Mit diesem Banner forderten die SERC-Fans ihre Mannschaft beim Spiel gegen Iserlohn auf, endlich die Schwenninger Tugenden aufs Eis zu bringen.
Mit diesem Banner forderten die SERC-Fans ihre Mannschaft beim Spiel gegen Iserlohn auf, endlich die Schwenninger Tugenden aufs Eis zu bringen. | Bild: Roger Müller

Zuschauer: Die Schwenninger Fans bleiben ihrer Mannschaft ungeachtet ihrer Kritik an den gezeigten Leistungen weiter treu. Trotz des enttäuschenden Tabellenplatzes kamen im Schnitt 3774 Zuschauern zu den neun Heimspielen. Im vergangenen Jahr waren es lediglich 3302 Fans, die im Durchschnitt bis zur Deutschland-Cup-Pause in die Helios-Arena pilgerten.

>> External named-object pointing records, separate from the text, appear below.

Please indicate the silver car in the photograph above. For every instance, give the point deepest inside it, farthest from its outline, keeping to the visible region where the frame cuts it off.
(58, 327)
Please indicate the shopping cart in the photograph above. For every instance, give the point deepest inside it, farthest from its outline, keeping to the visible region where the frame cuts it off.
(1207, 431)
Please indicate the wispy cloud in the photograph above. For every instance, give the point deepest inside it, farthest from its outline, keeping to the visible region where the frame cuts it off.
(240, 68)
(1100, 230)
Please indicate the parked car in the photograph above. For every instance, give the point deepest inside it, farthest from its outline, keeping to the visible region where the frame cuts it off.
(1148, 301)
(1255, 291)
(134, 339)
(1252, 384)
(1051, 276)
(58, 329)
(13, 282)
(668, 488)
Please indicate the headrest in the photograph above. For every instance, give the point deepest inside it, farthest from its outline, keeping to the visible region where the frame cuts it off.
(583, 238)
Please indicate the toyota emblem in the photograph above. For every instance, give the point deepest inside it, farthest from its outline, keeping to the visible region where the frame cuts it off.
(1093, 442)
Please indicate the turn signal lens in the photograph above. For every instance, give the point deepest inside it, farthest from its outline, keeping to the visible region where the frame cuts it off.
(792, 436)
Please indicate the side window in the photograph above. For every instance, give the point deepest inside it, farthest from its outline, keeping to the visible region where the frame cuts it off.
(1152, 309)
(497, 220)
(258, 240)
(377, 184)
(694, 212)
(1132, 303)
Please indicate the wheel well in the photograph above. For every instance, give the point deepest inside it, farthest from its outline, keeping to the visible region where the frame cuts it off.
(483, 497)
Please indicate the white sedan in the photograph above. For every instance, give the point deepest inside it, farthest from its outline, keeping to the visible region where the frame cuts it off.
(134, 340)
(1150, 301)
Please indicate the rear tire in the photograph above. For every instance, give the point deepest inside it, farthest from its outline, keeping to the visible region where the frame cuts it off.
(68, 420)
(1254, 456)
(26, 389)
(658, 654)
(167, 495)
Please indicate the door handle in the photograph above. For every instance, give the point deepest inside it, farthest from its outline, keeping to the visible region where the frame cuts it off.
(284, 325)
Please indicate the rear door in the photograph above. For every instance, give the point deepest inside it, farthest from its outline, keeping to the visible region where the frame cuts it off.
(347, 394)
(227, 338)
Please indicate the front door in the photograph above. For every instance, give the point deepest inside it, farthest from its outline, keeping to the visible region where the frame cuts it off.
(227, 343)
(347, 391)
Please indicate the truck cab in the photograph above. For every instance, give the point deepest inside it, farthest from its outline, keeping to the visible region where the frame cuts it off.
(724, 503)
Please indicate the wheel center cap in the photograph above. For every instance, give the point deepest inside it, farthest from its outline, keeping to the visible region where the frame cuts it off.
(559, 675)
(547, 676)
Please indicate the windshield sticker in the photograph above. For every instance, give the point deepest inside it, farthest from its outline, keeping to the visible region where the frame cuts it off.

Ausblick: Nach den vier Punkten am vergangenen Wochenende kann Trainer Paul Thompson zumindest in den nächsten Wochen in Ruhe weiterarbeiten. Dafür sorgte auch Jürgen Rumrich mit seiner Ankündigung, am Ende der Saison seinen Job als Sportmanager bei den Wild Wings aufzugeben. Der 51-Jährige war in den vergangenen Monaten zur Zielscheibe vieler Fans geworden, die den gebürtigen Miesbacher für die sportlichen Misserfolge verantwortlich machten. Diesen Angriffen wurde mit Rumrichs Abschied die Grundlage entzogen. Welches Potenzial in der Mannschaft steckt, bewiesen die Wild Wings beim glanzvollen 6:1-Heimsieg am 20. Oktober gegen den deutschen Meister Adler Mannheim. Was noch fehlt, ist die Konstanz, um eine gute Leistung dauerhaft 60 Minuten aufs Eis zu bringen. Der Rückstand auf Platz zehn beträgt fünf Punkte, wobei die Wild Wings noch ein Nachholspiel vom sechsten Spieltag bei den Eisbären Berlin in der Hinterhand haben. Die Partie wird allerdings erst am 3. März ausgetragen. Insbesondere das vergangene Wochenende gibt Anlass zur Hoffnung, dass das aktuelle DEL-Schlusslicht doch noch in den Kampf um die Playoff-Plätze eingreifen kann. Die Wild Wings haben sich in der Defensive stabilisiert, und Torhüter Strahlmeier erwies sich zuletzt wieder als gewohnt sicherer Rückhalt.